Gulf News

Is Jeb Bush too reasonable for Republican­s?

There is a way for him to win the GOP nomination, beginning in New Hampshire, whose contrary voters often embrace civility

- By Doyle McManus

For a Republican who once called himself a “headbangin­g conservati­ve”, Jeb Bush has said some surprising­ly nice things about President Barack Obama lately. He endorsed Obama’s proposed trade deal with Asia. He praised Obama’s tough policies on terrorism, including the National Security Agency’s collection of bulk data. He called on balky Republican­s in US Congress to confirm Obama’s new attorney general, Loretta Lynch. He even applauded Obama for tightening sanctions on Iran, although he also criticised the president for making concession­s in nuclear negotiatio­ns.

“I’m not a big Obama fan, but when he does something right, we need to give him credit,” he told an audience in Denver. Those are not Jeb’s only departures from conservati­ve orthodoxy. On immigratio­n reform, the former Florida governor still thinks immigrants who entered the country illegally should eventually get a path to citizenshi­p.

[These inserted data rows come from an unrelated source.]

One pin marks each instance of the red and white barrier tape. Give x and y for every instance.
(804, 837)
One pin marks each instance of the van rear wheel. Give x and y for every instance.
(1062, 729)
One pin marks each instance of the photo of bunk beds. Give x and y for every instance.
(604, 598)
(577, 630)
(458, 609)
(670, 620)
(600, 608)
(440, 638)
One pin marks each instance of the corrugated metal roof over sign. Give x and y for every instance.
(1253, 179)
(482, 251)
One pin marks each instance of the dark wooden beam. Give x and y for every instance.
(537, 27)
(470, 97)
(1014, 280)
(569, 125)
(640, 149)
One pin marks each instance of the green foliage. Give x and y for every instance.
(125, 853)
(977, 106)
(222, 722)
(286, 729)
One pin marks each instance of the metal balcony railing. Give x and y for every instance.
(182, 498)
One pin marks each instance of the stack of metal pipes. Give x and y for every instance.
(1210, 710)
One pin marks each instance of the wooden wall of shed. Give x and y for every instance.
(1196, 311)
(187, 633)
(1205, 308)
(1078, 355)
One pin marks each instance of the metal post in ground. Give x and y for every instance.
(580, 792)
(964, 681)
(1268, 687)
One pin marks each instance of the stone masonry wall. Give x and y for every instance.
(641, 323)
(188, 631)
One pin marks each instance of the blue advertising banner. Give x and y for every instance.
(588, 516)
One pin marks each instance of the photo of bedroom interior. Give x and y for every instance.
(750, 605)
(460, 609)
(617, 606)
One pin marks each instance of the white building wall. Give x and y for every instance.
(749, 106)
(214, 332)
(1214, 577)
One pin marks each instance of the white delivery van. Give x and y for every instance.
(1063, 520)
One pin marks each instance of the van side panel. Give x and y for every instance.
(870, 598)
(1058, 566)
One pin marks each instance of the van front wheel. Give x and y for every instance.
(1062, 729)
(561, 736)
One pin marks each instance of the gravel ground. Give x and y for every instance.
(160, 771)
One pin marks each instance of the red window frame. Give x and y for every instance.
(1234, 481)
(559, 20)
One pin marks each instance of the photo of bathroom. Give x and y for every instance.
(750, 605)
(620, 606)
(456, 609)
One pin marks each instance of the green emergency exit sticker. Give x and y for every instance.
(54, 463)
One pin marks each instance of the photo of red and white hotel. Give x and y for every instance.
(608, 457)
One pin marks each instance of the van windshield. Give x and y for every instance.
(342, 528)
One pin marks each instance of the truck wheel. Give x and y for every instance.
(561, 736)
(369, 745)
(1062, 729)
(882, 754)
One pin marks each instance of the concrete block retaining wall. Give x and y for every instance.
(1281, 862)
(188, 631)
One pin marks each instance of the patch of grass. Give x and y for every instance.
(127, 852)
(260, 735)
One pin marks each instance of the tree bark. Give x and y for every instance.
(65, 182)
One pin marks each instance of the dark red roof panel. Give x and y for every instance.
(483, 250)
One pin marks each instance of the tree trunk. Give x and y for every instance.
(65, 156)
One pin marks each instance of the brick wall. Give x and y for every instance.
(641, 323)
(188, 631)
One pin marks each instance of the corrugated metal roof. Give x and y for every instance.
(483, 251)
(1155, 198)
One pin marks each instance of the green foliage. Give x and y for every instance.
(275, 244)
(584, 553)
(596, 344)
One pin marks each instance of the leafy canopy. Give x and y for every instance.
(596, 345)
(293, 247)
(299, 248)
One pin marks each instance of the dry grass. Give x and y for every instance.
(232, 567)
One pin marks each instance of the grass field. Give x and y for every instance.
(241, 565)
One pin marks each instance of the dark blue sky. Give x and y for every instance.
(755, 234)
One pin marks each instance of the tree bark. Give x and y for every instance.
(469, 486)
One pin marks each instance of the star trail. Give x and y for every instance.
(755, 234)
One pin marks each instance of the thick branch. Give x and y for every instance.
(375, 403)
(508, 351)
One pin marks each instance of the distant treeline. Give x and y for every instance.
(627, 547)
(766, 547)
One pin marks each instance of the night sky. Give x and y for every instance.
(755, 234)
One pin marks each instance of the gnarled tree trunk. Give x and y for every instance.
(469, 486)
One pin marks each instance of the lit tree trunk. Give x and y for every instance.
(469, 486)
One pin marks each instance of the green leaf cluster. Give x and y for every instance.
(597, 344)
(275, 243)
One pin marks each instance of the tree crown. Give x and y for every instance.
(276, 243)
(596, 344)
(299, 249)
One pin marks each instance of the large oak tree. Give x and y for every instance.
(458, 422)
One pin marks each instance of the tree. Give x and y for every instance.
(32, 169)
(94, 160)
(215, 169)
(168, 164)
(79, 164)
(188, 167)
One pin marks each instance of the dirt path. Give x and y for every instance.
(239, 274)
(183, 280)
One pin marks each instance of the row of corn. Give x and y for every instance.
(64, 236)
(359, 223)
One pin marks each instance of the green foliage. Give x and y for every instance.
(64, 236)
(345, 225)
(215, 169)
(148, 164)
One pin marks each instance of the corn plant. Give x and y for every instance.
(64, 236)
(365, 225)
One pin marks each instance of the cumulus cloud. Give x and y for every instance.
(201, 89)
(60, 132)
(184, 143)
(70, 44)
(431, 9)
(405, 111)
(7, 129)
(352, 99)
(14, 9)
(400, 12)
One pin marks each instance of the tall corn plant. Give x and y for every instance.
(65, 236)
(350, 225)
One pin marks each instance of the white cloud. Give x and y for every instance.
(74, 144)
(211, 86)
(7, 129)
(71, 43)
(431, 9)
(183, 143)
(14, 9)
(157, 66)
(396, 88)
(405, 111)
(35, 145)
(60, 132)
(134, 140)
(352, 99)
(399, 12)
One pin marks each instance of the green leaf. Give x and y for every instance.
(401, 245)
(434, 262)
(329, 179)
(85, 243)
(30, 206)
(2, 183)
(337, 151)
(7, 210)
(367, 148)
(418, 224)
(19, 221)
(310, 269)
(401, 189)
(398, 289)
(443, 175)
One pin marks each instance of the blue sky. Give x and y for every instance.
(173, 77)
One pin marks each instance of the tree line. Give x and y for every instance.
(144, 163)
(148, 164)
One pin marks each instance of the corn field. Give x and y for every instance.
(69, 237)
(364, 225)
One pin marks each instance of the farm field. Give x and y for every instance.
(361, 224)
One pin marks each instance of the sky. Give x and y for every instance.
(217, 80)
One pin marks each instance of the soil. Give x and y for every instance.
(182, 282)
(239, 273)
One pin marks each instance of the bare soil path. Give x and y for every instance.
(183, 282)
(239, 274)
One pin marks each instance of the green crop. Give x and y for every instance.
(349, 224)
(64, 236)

He continues to defend the Common Core education standards, even though right-wingers loathe them as “Obamacore”. And he told voters in New Hampshire that he backs internatio­nal negotiatio­ns to reduce carbon emissions.

All that moderation has pushed hard-line conservati­ves towards some head-banging of their own. “Why would Jeb Bush say this?” radio host Rush Limbaugh fumed after Jeb spoke in favour of the Lynch nomination. Limbaugh’s answer: “He’s not a conservati­ve.”

“Why don’t we just call it quits, and Jeb and Hillary can run on the same ticket,” jibed Laura Ingraham, another radio host. “A lot of people are noticing,” Erick Erickson, founder of the conservati­ve website RedState, told the Washington Post. “He has said in the past he is concerned about the tone and rhetoric of the primary season, but I think he has overcorrec­ted to the point of sounding more closely aligned to the president than Hillary Clinton.”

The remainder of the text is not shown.